E quando se fala em sentença cível, em que se apura o valor do prejuízo causado a outrem, vale lembrar que, além do prejuízo material, também deve ser observado o dano moral que a conduta ilícita ocasionou. E nesse ponto, embora a legislação tenha introduzido essa alteração, não regulamentou nenhum procedimento para efetivar a apuração desse valor nem estabeleceu qual o grau de sua abrangência, pois apenas se referiu à "apuração do dano efetivamente sofrido". Assim, para que se possa definir esses parâmetros, deve-se observar o escopo da própria alteração legislativa: promover maior eficácia ao direito da vítima em ver ressarcido o dano sofrido. Assim, considerando que a norma não limitou nem regulamentou como será quantificado o valor mínimo para a indenização e considerando que a legislação penal sempre priorizou o ressarcimento da vítima em relação aos prejuízos sofridos, o juiz que se sentir apto, diante de um caso concreto, a quantificar, ao menos o mínimo, o valor do dano moral sofrido pela vítima, não poderá ser impedido de o fazer.( REsp 1.585.684-DF, Rel.

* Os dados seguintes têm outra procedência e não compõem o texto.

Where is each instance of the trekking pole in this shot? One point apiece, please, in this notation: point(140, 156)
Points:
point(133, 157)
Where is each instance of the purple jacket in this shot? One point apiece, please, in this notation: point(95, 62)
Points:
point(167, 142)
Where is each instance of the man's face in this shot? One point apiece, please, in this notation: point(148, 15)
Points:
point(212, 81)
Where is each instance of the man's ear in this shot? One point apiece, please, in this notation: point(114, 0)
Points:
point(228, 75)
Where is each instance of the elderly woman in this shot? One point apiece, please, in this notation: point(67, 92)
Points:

Min. Maria Thereza de Assis Moura, julgado em 9/8/2016, DJe 24/8/2016.) (Grifos nossos)
Cabe ainda destacar que, em março de 2018, o Superior Tribunal de Justiça, no julgamento do Recurso Especial Repetitivo n. 1.675.874/MS (tese 983), fixou a compreensão de que a prática de violência doméstica e familiar contra a mulher implica a ocorrência de dano moral in re ipsa, de modo que uma vez comprovada a prática delitiva, é desnecessária maior discussão sobre a efetiva comprovação do dano para a fixação de valor indenizatório mínimo.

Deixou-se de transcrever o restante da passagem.